Since then coastal communities have reduced water use by only 5 percent and some, larger urban areas like L.A. and San Diego have increased use by up to 4 percent.
"I just wouldn't want to come home to dry grass", says Santa Maria resident Nancy Rust who says you can't judge a water user by how green their front lawn is.
"I don't water that much", Rust says about her sprinklers, "I only water about three minutes a day to just keep it green, everybody I know has a bigger water bill than I do."
Amid what one NASA earth scientist calls the "worst drought since record-keeping began in the late-1800's", the state has proposed emergency water regulations that would restrict outdoor water usage.

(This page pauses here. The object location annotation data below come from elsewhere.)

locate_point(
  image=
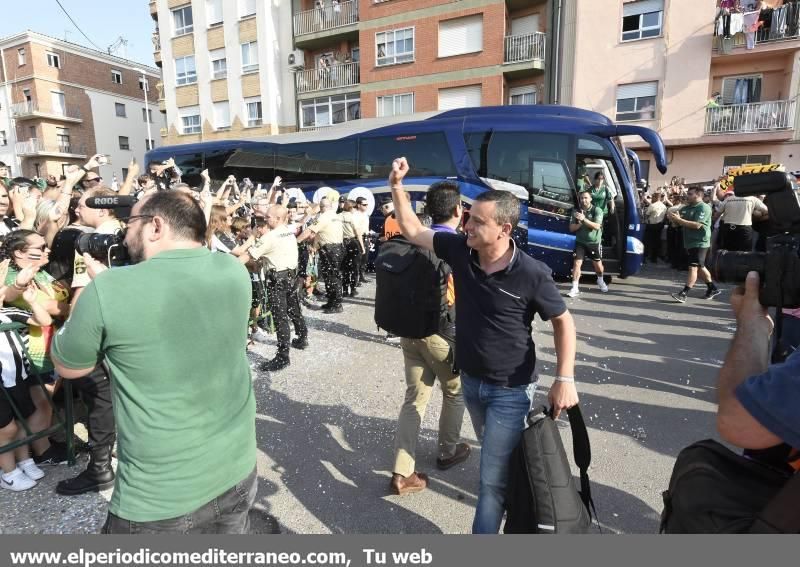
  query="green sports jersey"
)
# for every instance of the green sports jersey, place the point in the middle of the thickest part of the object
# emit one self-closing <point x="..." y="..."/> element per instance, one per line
<point x="173" y="331"/>
<point x="700" y="237"/>
<point x="586" y="235"/>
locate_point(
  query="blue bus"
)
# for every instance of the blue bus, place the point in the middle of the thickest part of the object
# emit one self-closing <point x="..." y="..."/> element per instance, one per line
<point x="540" y="153"/>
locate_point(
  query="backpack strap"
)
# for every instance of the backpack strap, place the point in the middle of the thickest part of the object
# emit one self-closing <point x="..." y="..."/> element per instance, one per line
<point x="782" y="514"/>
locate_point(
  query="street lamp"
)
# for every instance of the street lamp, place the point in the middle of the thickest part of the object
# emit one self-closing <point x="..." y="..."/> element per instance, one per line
<point x="146" y="108"/>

The Associated Press says a draft of the unprecedented statewide restrictions will be reviewed next week by the California Water Resources Control Board in Sacramento.
The proposed regulations would prohibit landscape watering that causes runoff onto sidewalks or streets, washing down sidewalks, driveways or other hard surfaces, using a hose to wash a vehicle unless it has a shut-off nozzle and using drinking water in a fountain without re-circulation.
Violators could be fined up to $500 a day.
Urban water agencies would be subject to daily fines of up to $10,000 for not implementing water-shortage contingency plans, which restrict how many days a week residents can engage in outdoor watering, among other limits on their customers.
A state Water Resources Control Board spokesperson says the proposed regulations for residents and urban water agencies are subject to public comment and regulators will vote on July 15.
If passed, they would take effect in August and remain in place for nine months with the possibility of being extended. How the restrictions would be enforced and fines levied is part of the public review process, the spokesperson says.
While having a brown lawn may be politically correct during these historic drought times, others have chosen to embrace the notion of drought resistant landscaping.
"Even 18 years ago people were starting to talk about things like this", says Lillian McKay of Santa Maria
McKay says neighbors have complimented her on her drought tolerant front yard.
"Now its really serious", McKay says about the drought in California, "I was reading that we're only down five percent of water use, they were hoping for a voluntary 20 percent and they are not even close, I'm surprised that haven't put it into mandatory right now, I mean we are so bad off right now you would think that's what they would do."
Amy Yamate of Santa Maria says she can see "water cops" writing tickets for people wasting water on the sidewalk.
"I wouldn't be surprised, probably, its getting that severe", Yamate says.
"Well they can", adds Nancy Rust, "but I'm sure their water bill is higher than mine."
Cambria and Montecito are among a growing list of local communities that have strict landscape irrigation restrictions in place with steep fines for violators.